Opinion
No. 01-06-01148-CR
Opinion issued July 6, 2007. DO NOT PUBLISH Tex. R. App. P. 47.2(b).
On Appeal from the 232nd District Court Harris County, Texas, Trial Court Cause No. 1070296.
Panel consists of Justices NUCHIA, HANKS, and BLAND.
MEMORANDUM OPINION
Appellant, Victor Diaz Cortez, pleaded guilty to the offense of indecency with a child, and, after a pre-sentence investigation hearing, the trial court assessed punishment at confinement for 10 years. We affirm the judgment of the trial court as reformed. Counsel represents that he has served a copy of the brief on appellant. Counsel also advised appellant of her right to examine the appellate record and file a pro se brief. See Stafford v. State, 813 S.W.2d 503, 510 (Tex.Crim.App. 1991). More than 30 days have passed, and appellant has not filed a pro se brief.

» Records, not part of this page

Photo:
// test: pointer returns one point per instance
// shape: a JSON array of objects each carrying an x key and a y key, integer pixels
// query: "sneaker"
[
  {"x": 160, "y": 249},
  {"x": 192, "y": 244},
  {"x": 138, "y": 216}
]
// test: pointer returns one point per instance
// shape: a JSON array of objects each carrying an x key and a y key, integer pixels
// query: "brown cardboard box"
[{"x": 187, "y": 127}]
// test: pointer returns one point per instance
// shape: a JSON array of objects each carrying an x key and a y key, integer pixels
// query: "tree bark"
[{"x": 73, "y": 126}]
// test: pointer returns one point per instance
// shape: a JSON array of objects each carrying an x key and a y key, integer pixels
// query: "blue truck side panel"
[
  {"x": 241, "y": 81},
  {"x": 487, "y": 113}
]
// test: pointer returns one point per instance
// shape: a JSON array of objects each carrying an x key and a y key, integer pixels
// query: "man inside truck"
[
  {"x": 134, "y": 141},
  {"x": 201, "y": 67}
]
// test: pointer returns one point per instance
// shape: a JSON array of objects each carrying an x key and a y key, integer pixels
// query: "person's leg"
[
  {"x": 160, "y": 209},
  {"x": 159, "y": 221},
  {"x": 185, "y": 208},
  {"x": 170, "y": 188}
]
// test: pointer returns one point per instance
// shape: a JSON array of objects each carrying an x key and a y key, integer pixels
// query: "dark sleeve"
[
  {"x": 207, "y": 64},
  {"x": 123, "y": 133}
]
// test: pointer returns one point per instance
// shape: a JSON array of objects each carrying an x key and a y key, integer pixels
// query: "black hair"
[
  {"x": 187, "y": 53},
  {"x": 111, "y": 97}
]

Having reviewed the record and counsel's brief, we agree that the appeal is frivolous and without merit and that there is no reversible error. See Bledsoe v. State, 178 S.W.3d 824, 826-27(Tex.Crim.App. 2005). We note that the trial court's judgment incorrectly states that there was a plea bargain agreement in this case. The reporter's record, the court's docket entry for the plea, and the written stipulation of evidence, reflect that the plea was made without an agreement with the State as to punishment and that a presentence investigation was ordered. This Court has the authority to reform the trial court's judgment to correct a clerical error. See Tex. R. App. P. 43.2(b); See Bigley v. State, 865 S.W. 2d 26, 27 (Tex.Crim.App. 1993). The authority of an appellate court to reform incorrect judgments is not dependent upon a request of any party, nor does it turn on the question of whether or not a party made objection. See Asberry v. State, 813 S.W. 2d 526, 529-30 (Tex.App.-Dallas 1991, pet. ref'd); Tex. R. App. P. 43.2(b). Therefore, we modify the trial court's judgment to read "Terms of plea bargain — no agreement, presentence investigation." We therefore affirm the judgment of the trial court as reformed. We grant counsel's motion to withdraw. See Stephens v. State, 35 S.W.3d 770, 771 (Tex.App.-Houston [1st Dist.] 2000, no pet.). We deny any pending motions as moot.
Counsel has a duty to inform appellant of the result of his appeal and also to inform him that he may, on his own, pursue discretionary review in the Texas Court of Criminal Appeals. See Ex parte Wilson, 956 S.W.2d 25, 27 (Tex.Crim.App. 1997).